The Governor of the Central Bank of Nigeria (CBN), Mr Godwin Emefiele, has said Nigeria’s external reserves, which is currently at $35bn, is sufficient to cover 7 months of imports of goods and services.
This disclosure was made by Emefiele at the 55th Annual Bankers Dinner organized by the Chartered Institute of Bankers of Nigeria in Lagos on Friday.
He pointed out that like other emerging market countries and countries that rely on earnings from oil exports, the decline in crude oil earnings, as well as the retreat by foreign portfolio investors, significantly affected the supply of foreign exchange into Nigeria.
Emefiele said, “Our external reserves currently stand above $35bn and are sufficient to cover seven months of import of goods and services.’’
‘’In order to adjust for the decrease in the supply of foreign exchange, he said the naira depreciated from N305/$ to N360/$, and subsequently to N380/$.’’
“With the decline in our foreign exchange earnings and successive exchange rate adjustments, the CBN has continued to implement a demand management framework, which is designed to bolster the production of items that can be produced in Nigeria, and aid conservation of our external reserves.
“Due to the unprecedented nature of the shock, we continued to favour a gradual liberalization of the foreign exchange market in order to smoothen exchange rate volatility and mitigate the impact which, rapid changes in the exchange rate could have on key macro-economic variables.’’
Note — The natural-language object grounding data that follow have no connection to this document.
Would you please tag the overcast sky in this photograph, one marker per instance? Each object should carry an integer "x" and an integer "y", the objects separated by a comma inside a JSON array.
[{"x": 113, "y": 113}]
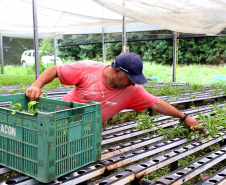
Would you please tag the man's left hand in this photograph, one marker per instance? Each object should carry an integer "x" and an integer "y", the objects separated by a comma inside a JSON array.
[{"x": 190, "y": 122}]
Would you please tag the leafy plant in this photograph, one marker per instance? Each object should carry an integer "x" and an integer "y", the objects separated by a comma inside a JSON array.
[
  {"x": 145, "y": 121},
  {"x": 18, "y": 107}
]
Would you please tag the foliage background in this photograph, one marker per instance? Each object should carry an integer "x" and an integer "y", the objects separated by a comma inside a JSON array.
[{"x": 207, "y": 50}]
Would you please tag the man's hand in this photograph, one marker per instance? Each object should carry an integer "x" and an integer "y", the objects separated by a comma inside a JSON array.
[
  {"x": 190, "y": 122},
  {"x": 33, "y": 93}
]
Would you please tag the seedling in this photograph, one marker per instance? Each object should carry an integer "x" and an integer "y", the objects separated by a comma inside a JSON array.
[
  {"x": 18, "y": 107},
  {"x": 144, "y": 121}
]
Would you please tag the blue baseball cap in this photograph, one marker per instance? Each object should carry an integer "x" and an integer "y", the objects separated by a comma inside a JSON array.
[{"x": 131, "y": 64}]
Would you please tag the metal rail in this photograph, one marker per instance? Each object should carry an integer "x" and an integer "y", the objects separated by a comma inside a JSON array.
[
  {"x": 190, "y": 170},
  {"x": 218, "y": 178},
  {"x": 161, "y": 160},
  {"x": 122, "y": 151}
]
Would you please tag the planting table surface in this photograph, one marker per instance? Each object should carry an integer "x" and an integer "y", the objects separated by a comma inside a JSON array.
[{"x": 121, "y": 151}]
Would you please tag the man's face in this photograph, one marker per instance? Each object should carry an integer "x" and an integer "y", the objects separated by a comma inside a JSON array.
[{"x": 123, "y": 81}]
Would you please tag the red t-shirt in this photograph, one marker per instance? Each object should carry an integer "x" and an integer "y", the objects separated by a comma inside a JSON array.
[{"x": 87, "y": 76}]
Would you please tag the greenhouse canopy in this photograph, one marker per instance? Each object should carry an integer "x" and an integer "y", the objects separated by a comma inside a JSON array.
[{"x": 57, "y": 17}]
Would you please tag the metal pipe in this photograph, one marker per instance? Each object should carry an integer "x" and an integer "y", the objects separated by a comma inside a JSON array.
[
  {"x": 123, "y": 32},
  {"x": 36, "y": 44},
  {"x": 103, "y": 46},
  {"x": 1, "y": 51},
  {"x": 174, "y": 55},
  {"x": 55, "y": 48}
]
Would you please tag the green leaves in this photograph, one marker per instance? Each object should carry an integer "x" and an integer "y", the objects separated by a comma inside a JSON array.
[
  {"x": 18, "y": 107},
  {"x": 145, "y": 121}
]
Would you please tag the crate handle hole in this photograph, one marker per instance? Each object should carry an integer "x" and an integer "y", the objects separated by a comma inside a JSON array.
[
  {"x": 81, "y": 172},
  {"x": 144, "y": 165},
  {"x": 97, "y": 166},
  {"x": 102, "y": 183},
  {"x": 62, "y": 178},
  {"x": 10, "y": 182}
]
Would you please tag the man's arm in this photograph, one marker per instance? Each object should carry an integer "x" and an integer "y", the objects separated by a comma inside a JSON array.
[
  {"x": 47, "y": 76},
  {"x": 167, "y": 109}
]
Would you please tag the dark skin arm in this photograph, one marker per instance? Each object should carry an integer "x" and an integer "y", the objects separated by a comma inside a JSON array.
[
  {"x": 167, "y": 109},
  {"x": 46, "y": 77}
]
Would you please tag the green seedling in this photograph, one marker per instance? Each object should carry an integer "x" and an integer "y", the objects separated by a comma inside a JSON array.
[
  {"x": 18, "y": 107},
  {"x": 144, "y": 121}
]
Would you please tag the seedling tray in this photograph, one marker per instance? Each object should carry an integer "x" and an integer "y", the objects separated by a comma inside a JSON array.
[{"x": 50, "y": 143}]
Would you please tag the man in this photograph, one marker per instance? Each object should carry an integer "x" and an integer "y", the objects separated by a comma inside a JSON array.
[{"x": 116, "y": 86}]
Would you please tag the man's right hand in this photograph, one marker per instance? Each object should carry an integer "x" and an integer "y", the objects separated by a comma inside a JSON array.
[{"x": 33, "y": 93}]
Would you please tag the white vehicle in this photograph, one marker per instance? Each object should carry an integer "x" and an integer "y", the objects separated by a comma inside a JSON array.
[{"x": 28, "y": 57}]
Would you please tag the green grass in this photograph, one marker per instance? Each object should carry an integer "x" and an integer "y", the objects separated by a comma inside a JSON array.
[{"x": 194, "y": 74}]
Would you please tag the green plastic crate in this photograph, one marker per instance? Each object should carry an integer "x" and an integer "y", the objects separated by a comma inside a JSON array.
[{"x": 51, "y": 143}]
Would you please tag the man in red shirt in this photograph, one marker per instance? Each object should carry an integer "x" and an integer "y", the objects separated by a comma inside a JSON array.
[{"x": 116, "y": 86}]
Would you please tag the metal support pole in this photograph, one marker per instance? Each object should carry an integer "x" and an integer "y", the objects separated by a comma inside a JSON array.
[
  {"x": 1, "y": 51},
  {"x": 123, "y": 35},
  {"x": 103, "y": 46},
  {"x": 173, "y": 166},
  {"x": 55, "y": 48},
  {"x": 174, "y": 55},
  {"x": 36, "y": 45},
  {"x": 150, "y": 112},
  {"x": 123, "y": 32}
]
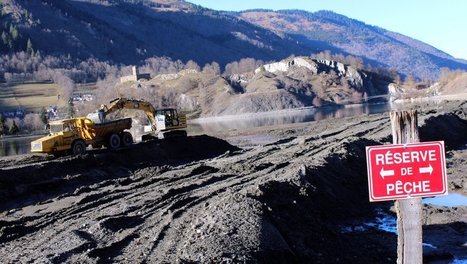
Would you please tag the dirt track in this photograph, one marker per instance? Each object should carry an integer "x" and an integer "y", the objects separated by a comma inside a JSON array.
[{"x": 202, "y": 199}]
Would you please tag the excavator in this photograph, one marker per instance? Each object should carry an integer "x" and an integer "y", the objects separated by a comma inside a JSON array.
[{"x": 165, "y": 122}]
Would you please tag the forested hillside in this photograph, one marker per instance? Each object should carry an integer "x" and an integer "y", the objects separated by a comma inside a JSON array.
[{"x": 129, "y": 32}]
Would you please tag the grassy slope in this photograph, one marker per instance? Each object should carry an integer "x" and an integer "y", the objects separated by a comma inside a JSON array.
[{"x": 28, "y": 96}]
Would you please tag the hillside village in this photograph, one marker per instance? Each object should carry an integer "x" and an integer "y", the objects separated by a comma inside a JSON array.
[{"x": 160, "y": 131}]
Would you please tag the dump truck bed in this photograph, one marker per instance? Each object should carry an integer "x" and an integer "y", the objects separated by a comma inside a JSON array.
[{"x": 104, "y": 129}]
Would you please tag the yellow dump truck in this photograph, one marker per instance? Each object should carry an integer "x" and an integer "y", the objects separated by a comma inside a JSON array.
[{"x": 75, "y": 134}]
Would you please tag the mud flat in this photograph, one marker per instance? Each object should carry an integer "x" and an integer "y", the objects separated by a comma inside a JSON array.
[{"x": 299, "y": 196}]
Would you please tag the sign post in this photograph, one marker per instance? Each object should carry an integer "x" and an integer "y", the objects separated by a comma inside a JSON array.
[{"x": 406, "y": 171}]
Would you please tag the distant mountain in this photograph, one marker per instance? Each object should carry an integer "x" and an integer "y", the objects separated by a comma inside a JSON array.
[
  {"x": 130, "y": 31},
  {"x": 340, "y": 34}
]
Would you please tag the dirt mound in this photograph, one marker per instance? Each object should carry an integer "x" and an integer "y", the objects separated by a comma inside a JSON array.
[
  {"x": 449, "y": 128},
  {"x": 38, "y": 177},
  {"x": 300, "y": 199}
]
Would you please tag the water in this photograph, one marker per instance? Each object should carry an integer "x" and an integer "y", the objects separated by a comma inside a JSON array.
[
  {"x": 16, "y": 145},
  {"x": 383, "y": 221},
  {"x": 451, "y": 200},
  {"x": 289, "y": 116}
]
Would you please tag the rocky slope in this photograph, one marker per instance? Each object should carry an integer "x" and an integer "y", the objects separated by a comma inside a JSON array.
[
  {"x": 290, "y": 83},
  {"x": 301, "y": 198},
  {"x": 328, "y": 30}
]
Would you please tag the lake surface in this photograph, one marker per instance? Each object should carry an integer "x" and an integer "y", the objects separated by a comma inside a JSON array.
[
  {"x": 21, "y": 145},
  {"x": 16, "y": 145},
  {"x": 290, "y": 116}
]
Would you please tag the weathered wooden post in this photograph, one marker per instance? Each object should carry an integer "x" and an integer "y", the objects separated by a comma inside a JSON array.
[{"x": 409, "y": 211}]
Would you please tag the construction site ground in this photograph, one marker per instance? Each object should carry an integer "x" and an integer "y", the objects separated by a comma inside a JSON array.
[{"x": 284, "y": 194}]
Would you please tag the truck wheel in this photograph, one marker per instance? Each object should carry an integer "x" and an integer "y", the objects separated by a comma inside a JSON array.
[
  {"x": 79, "y": 148},
  {"x": 114, "y": 141},
  {"x": 127, "y": 139}
]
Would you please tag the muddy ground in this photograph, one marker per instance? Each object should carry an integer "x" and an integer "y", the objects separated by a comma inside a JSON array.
[{"x": 233, "y": 197}]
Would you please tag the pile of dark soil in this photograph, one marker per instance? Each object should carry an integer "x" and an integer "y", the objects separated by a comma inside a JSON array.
[{"x": 200, "y": 199}]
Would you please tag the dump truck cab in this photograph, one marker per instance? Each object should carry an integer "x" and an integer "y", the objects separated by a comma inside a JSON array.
[
  {"x": 75, "y": 134},
  {"x": 62, "y": 136}
]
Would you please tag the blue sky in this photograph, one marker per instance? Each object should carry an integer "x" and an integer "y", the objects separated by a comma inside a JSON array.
[{"x": 440, "y": 23}]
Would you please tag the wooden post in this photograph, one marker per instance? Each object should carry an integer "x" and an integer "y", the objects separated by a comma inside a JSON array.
[{"x": 409, "y": 211}]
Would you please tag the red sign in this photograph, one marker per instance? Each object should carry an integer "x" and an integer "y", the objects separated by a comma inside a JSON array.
[{"x": 405, "y": 171}]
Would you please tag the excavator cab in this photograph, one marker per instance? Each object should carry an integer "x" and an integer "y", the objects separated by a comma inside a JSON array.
[
  {"x": 167, "y": 118},
  {"x": 165, "y": 122}
]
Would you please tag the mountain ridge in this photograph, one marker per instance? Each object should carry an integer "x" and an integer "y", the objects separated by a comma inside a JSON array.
[{"x": 128, "y": 32}]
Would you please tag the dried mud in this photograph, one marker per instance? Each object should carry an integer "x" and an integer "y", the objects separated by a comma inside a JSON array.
[{"x": 203, "y": 199}]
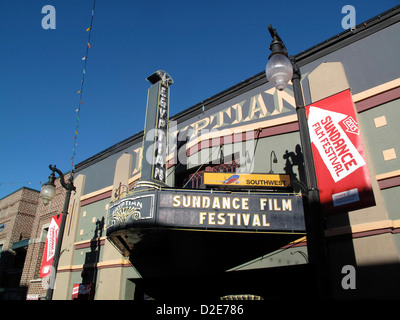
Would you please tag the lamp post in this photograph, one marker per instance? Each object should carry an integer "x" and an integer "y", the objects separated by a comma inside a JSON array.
[
  {"x": 48, "y": 193},
  {"x": 279, "y": 70}
]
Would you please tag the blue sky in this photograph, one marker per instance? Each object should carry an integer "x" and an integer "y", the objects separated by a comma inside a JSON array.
[{"x": 206, "y": 47}]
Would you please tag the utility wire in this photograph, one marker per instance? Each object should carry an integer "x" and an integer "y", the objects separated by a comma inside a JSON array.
[{"x": 78, "y": 109}]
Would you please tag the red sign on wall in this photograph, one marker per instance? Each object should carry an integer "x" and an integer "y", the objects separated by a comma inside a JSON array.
[
  {"x": 342, "y": 173},
  {"x": 50, "y": 246}
]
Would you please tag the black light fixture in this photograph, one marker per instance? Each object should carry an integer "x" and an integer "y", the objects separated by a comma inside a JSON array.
[
  {"x": 279, "y": 72},
  {"x": 48, "y": 193}
]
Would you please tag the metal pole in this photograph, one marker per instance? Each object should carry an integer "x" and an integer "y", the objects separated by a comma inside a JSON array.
[{"x": 315, "y": 224}]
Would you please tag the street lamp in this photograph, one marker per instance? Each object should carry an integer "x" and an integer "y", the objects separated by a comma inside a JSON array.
[
  {"x": 279, "y": 72},
  {"x": 48, "y": 193}
]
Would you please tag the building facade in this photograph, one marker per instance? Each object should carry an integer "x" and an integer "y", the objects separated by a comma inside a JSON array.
[{"x": 250, "y": 127}]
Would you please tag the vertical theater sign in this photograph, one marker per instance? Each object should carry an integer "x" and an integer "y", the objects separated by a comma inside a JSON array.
[
  {"x": 342, "y": 172},
  {"x": 229, "y": 203}
]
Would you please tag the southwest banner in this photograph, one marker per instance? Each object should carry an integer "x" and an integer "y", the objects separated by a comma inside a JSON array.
[
  {"x": 50, "y": 246},
  {"x": 342, "y": 173}
]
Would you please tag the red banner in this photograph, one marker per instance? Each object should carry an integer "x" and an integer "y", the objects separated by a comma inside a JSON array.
[
  {"x": 342, "y": 173},
  {"x": 50, "y": 246}
]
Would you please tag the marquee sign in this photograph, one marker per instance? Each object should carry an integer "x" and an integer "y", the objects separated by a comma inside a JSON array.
[
  {"x": 50, "y": 246},
  {"x": 254, "y": 180},
  {"x": 156, "y": 129},
  {"x": 235, "y": 211},
  {"x": 342, "y": 172},
  {"x": 131, "y": 211}
]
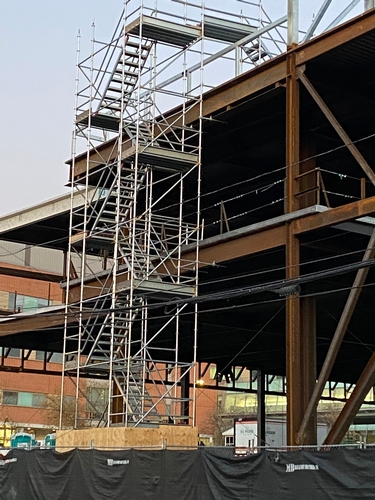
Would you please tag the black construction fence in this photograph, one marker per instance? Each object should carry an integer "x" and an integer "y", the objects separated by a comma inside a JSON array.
[{"x": 200, "y": 474}]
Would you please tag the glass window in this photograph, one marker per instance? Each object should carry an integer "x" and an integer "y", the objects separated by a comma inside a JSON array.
[
  {"x": 10, "y": 398},
  {"x": 25, "y": 399},
  {"x": 98, "y": 396},
  {"x": 14, "y": 353},
  {"x": 56, "y": 357},
  {"x": 38, "y": 399}
]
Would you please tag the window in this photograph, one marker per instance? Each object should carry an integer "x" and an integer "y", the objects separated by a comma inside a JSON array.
[
  {"x": 20, "y": 303},
  {"x": 98, "y": 396},
  {"x": 10, "y": 398},
  {"x": 56, "y": 357},
  {"x": 229, "y": 440},
  {"x": 23, "y": 399},
  {"x": 12, "y": 353}
]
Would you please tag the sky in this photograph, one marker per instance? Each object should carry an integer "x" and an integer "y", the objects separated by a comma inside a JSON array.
[{"x": 37, "y": 85}]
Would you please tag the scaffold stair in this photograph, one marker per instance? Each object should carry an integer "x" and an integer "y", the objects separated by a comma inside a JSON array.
[
  {"x": 125, "y": 75},
  {"x": 116, "y": 209},
  {"x": 138, "y": 401},
  {"x": 112, "y": 338}
]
“This we believe is in line with international best practices in countries where managed float arrangements are in operation,’’ he said.
The CBN Governor reiterated that the measures being put in place by the authorities to improve the non-oil exports and other sources of foreign exchange had helped to prevent a significant decline in the country’s reserves.
What you should know: External reserves management according to the CBN act, is guided by core objectives like providing a level of confidence to markets that a country can meet its external obligations, hedging the domestic currency, limiting external vulnerability and providing adequate liquidity to finance day-to-day official transactions and unforeseen needs.
This will also help the CBN maintain some stability in the foreign exchange market in the next few months. The continuous drop in the country’s external reserve will impact negatively in the forex market which has already been under intense pressure for some months.